CENIEH participates in the excavation of the Indian site of Sendrayanpalayam

CENIEH participates in the excavation of the Indian site of Sendrayanpalayam

The National Center for Research on Human Evolution (CENIEH) is part of an international project, funded by the PALARQ Foundation and The Leakey Foundation, whose objective is to study the chronology of the end of the Acheulean and the characteristics of the transition process to the Middle Palaeolithic in India.

To this end, excavations and surveys are being carried out in the surroundings of the Sendrayanpalayam field (SEN), in the southern Indian state of Tamil Nadu.

Day by day, two hypotheses try to explain the complex history of changes in hominin behavior in South Asia.

On the one hand, the one that states that these changes are due to the arrival of new populations from Africa; and on the other hand, the one that states that these technological changes are the product of a local cultural evolution.

In order to investigate this transition problem, a team of international scientists from SCHE (India), CENIEH (Spain), CNRS and MNHN (France), PRL, IFP (India), and PGIAR (Sri Lanka) have initiated this year a fieldwork campaign in the Sendrayanpalayam field during the months of March and April, looking for clues to answer these key questions.

"In this first campaign, we have carried out different surveys and an excavation to have elements that allow us to investigate the variations in stratigraphy and lithic assemblages and obtain samples for the different geochronological, sedimentological and paleobotanical studies", points out Mohamed Sahnouni, coordinator of the CENIEH Archeology Program, and head of the Spanish team for that project.

A sequence of stratified gravel and colluvium deposits dominated by laterite remains has been identified.
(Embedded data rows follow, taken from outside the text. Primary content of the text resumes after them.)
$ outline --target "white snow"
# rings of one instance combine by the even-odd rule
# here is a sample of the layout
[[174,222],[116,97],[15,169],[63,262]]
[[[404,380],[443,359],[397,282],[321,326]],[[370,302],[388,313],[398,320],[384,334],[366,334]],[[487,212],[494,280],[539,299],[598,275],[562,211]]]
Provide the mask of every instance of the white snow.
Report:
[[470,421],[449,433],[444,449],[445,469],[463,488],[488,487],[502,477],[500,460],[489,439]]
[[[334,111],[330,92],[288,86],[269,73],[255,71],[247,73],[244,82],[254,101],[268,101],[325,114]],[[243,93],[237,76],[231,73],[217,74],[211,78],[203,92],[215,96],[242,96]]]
The upper part of this gravel formation shows a distinctive layer of sandstone and quartzite ridges.

The study of lithic industry set recovered in this upper unit, still in progress, offers elements that suggest a attribution to the final Acheulean.

The high density of artifacts and the diversity of nuclei reduction strategies indicate that hominins have been attracted to this environment rich in raw materials to manufacture their industry.

On the other hand, the underlying level of ferricreta represents a different context of occupation, also Achelense, but with a lower density of findings and with a clear preference for sandstone as a raw material. The presence of pump-overs between artifacts in these layers points to a high degree of reservoir integrity.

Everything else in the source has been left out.